The high school’s newspaper got a tip that a student dressed in blackface to ask his date to prom, thinking that would impress his would-be date. He says he was just trying to look like a Bitmoji.
The senior at the center of the controversial ask requested not to be identified. He says his ask was taken out of context. The unidentified student says that “there was no intention of racism.”
“I did not mean for people to take it this way. I did not mean this in a racist way whatsoever. I’m very sorry if you feel offended,” he told KGO-TV.
According to him, it all began with a Snap-chatted Bitmoji ask.
“He has black skin and he has a blue mo-hawk, blue eyebrows and a blue goatee,” he said.
When his prospective date wasn’t impressed, he had another idea: “I dressed exactly like the Bitmoji and then asked her.”
This included painting his face black with blue hair, eyebrows and a goatee.

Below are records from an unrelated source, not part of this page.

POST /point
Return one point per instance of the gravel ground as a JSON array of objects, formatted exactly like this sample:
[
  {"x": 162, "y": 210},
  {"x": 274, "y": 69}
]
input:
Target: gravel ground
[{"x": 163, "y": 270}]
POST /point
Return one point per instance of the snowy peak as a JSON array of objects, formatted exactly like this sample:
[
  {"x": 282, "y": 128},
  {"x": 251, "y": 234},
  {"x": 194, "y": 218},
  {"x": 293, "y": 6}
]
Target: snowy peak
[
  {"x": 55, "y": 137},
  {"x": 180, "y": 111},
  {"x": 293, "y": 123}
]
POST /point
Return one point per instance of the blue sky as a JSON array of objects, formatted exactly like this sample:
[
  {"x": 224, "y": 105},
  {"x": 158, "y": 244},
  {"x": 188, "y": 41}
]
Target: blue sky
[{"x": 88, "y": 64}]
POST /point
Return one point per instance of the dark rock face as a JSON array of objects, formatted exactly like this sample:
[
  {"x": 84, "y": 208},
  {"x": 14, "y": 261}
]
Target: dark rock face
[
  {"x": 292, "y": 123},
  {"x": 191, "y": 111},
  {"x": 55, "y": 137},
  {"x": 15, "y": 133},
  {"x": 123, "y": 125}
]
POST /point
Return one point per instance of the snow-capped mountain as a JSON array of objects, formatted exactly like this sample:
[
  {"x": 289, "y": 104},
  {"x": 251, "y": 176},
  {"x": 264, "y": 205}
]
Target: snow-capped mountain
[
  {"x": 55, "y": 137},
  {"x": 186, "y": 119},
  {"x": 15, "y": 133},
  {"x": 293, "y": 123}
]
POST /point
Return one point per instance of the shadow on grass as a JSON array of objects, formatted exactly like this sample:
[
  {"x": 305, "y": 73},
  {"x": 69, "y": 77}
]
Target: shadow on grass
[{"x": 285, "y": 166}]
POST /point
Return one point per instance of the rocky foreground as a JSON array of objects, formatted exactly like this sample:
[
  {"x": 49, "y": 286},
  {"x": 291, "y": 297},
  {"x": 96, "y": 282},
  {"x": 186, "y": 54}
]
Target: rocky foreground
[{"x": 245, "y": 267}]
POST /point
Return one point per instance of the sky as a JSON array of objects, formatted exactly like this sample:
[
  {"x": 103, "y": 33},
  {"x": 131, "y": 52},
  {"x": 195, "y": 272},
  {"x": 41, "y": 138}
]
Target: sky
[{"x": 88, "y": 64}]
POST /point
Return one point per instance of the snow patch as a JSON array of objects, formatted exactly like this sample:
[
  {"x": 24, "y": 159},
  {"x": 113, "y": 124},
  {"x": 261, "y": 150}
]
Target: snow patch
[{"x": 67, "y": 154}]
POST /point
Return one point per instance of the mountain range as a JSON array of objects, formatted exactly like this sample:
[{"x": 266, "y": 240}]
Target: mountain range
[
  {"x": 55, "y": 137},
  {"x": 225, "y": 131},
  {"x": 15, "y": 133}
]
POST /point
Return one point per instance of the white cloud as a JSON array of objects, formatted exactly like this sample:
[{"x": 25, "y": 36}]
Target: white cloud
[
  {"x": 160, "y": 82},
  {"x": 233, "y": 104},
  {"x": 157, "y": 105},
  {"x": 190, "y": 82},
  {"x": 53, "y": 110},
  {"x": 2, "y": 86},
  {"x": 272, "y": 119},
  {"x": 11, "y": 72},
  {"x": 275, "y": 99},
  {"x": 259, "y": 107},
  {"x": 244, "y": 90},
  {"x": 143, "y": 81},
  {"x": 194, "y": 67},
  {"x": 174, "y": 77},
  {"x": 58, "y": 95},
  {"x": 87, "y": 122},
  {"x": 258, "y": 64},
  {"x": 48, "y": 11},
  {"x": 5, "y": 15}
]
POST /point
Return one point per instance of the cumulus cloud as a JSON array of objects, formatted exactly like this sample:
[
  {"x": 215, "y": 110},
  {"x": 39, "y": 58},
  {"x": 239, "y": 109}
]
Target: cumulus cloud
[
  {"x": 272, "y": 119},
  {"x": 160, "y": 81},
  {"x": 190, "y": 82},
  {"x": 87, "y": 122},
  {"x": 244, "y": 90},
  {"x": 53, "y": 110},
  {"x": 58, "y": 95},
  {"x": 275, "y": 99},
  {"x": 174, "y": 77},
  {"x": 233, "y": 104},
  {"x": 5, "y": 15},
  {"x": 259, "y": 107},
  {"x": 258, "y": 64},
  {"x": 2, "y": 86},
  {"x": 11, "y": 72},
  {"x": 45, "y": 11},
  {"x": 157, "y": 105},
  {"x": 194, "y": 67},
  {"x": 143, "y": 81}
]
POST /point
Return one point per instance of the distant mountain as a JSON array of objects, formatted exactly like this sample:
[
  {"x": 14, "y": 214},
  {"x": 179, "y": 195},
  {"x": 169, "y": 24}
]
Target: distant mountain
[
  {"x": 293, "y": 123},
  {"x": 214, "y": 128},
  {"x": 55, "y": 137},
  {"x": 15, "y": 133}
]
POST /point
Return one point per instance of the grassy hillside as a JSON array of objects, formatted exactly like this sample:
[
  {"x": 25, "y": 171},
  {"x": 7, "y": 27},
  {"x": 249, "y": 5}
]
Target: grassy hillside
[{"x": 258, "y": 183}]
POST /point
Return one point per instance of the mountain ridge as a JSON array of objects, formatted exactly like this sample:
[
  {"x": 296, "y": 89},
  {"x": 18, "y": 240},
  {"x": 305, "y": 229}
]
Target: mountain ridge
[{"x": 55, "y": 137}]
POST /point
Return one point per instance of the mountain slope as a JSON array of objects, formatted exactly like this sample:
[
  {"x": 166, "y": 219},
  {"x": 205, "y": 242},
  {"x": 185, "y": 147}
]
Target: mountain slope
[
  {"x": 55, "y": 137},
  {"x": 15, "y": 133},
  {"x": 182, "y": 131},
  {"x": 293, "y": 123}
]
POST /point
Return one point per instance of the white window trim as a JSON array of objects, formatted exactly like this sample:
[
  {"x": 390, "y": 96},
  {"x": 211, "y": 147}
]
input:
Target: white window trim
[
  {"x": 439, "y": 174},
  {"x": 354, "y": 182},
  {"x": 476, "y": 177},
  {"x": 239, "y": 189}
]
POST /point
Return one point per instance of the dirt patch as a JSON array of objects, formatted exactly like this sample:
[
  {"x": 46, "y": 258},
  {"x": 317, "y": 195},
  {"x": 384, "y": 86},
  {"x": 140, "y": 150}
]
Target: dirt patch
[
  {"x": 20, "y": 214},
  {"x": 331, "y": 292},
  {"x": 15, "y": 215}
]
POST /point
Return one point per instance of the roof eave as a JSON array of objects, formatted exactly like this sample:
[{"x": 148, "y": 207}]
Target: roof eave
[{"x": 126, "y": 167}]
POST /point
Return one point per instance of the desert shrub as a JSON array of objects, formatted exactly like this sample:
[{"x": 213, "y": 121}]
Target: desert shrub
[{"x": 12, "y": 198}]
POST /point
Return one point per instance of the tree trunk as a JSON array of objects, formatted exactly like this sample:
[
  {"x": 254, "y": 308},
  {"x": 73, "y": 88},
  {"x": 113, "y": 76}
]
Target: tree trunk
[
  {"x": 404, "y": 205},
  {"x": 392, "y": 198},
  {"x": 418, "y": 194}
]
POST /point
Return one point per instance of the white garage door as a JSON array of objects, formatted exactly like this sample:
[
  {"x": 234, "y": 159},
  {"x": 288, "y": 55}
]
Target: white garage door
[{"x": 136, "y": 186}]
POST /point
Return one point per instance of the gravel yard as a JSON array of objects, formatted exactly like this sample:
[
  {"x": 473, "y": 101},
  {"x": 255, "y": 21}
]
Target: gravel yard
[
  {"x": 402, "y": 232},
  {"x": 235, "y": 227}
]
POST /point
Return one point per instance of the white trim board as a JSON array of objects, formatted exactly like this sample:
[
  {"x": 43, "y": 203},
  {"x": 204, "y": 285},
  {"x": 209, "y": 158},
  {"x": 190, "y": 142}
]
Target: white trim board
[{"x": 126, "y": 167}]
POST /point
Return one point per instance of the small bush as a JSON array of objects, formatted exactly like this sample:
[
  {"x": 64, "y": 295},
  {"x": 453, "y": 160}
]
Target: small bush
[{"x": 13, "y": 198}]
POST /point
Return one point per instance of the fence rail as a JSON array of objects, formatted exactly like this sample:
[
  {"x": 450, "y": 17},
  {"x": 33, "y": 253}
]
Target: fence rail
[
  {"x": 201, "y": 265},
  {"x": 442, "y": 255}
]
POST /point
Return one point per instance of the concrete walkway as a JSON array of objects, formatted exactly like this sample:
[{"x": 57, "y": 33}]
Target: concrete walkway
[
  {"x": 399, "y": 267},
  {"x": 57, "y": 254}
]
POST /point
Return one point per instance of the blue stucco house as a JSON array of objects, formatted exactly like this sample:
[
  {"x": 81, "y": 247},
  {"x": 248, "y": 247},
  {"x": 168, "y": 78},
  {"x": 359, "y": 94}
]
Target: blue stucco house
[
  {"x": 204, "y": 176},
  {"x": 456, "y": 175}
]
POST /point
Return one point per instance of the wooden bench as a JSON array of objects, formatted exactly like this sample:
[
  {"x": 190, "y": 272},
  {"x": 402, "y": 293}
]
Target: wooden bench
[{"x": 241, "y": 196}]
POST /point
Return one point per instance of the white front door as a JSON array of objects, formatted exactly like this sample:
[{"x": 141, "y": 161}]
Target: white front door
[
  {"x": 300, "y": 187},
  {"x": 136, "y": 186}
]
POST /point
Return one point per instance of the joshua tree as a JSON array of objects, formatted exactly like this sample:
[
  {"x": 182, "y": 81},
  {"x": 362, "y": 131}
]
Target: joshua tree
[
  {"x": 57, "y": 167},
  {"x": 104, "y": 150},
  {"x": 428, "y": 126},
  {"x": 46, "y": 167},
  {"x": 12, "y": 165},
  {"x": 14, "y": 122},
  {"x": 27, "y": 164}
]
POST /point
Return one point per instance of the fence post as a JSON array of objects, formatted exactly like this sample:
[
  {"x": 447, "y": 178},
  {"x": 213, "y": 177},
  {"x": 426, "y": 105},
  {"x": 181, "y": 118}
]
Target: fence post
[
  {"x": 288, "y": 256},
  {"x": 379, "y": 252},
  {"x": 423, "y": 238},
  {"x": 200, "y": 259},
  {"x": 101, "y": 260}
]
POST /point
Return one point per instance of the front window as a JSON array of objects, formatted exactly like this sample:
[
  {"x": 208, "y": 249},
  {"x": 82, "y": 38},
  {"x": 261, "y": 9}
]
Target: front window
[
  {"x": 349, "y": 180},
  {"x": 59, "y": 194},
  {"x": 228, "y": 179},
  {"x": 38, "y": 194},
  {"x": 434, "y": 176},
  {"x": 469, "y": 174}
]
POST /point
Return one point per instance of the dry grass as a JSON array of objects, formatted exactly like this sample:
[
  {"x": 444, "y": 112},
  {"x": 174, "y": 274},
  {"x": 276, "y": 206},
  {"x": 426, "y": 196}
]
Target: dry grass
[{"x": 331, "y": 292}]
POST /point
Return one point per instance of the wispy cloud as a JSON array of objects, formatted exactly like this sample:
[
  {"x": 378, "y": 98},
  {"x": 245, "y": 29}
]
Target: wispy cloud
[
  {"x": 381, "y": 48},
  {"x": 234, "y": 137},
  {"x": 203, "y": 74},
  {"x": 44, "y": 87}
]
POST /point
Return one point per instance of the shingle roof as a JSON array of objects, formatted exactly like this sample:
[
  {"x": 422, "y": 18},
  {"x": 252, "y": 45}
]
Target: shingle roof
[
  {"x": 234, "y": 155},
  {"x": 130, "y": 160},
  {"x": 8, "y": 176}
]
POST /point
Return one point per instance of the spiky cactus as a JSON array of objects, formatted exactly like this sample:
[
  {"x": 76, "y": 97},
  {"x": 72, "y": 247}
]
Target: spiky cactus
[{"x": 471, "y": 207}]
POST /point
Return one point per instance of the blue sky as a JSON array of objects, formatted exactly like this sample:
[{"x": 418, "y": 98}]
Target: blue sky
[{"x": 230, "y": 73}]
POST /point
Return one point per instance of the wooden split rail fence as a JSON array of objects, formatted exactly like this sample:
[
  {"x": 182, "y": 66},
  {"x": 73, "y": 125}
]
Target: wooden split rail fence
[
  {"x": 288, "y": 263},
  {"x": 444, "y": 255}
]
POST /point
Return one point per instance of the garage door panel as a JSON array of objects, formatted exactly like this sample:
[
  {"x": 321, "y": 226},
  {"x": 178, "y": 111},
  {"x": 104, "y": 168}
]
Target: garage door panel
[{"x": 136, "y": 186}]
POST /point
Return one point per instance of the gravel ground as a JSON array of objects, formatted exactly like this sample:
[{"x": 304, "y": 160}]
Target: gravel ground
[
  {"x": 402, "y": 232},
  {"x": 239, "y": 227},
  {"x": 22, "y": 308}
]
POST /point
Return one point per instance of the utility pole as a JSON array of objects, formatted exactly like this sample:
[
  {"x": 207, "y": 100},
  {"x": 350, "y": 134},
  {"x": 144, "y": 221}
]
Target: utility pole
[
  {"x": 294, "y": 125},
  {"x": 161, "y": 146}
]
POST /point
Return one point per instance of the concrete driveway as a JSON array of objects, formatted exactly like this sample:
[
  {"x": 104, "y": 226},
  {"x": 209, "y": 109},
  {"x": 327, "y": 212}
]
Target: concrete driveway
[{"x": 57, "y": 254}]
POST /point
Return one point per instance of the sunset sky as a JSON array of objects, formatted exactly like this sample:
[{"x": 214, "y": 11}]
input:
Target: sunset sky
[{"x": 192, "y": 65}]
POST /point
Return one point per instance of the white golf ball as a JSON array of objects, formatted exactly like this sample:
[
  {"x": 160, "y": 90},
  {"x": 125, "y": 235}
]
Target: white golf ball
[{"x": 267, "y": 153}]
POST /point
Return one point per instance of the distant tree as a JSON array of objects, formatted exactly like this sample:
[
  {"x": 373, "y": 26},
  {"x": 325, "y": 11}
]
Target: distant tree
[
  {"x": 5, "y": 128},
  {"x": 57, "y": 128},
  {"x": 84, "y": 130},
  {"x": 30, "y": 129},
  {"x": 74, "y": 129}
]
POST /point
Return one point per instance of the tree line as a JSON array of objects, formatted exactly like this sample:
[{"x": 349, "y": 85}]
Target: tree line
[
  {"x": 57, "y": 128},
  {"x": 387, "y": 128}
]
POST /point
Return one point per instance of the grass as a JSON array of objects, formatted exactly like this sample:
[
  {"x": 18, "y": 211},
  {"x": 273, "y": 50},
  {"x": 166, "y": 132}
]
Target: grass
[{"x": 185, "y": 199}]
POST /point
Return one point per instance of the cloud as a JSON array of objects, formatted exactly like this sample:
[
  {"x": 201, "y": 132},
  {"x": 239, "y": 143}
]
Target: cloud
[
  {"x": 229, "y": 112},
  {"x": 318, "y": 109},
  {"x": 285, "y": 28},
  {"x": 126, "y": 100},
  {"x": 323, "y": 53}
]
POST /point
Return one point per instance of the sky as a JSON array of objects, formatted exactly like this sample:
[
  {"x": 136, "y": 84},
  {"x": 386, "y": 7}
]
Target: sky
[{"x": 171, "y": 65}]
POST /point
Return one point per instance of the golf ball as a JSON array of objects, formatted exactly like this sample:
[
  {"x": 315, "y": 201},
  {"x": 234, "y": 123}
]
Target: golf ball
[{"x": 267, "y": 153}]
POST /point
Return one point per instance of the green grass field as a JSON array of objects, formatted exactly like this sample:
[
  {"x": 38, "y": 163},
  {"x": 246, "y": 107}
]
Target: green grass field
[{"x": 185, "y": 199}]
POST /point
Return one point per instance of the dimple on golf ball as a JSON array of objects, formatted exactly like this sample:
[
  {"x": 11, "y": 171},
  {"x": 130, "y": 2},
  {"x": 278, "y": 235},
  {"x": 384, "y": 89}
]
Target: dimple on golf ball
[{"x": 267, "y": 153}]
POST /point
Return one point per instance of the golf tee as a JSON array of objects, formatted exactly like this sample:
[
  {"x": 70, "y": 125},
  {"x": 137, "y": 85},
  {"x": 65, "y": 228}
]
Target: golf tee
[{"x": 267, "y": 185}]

The high school’s newspaper editor Danika Lyle, who is half African-American, says even with the Bitmoji context, she is still offended.
“What you’re saying when you make a Bitmoji for the purpose of being funny, and then make it black, which the student is not, you’re saying something about that skin-tone about it being funny,” she said.
The event prompted her to pen an op-ed on racism in schools and the lack of attention that the media sheds on these issues.
At Los Gatos High School and others, gone are the days of simply asking a prospective date to prom. “The ask” is as monumental as the prom itself.
And this is not the first time the school is encountering a promposal gone wrong. The online version of the paper also covered another controversial junior prom ask.
“It was sick. It said along the lines of ‘do you want to be my N-word and hang with me at prom?’ And then it detailed a black person hanging from a tree,” Lyle said.
But she is still hopeful about the future, since Los Gatos High School is now taking steps to educate students “on racism and modern-day nuanced racism” ahead of next year’s prom season.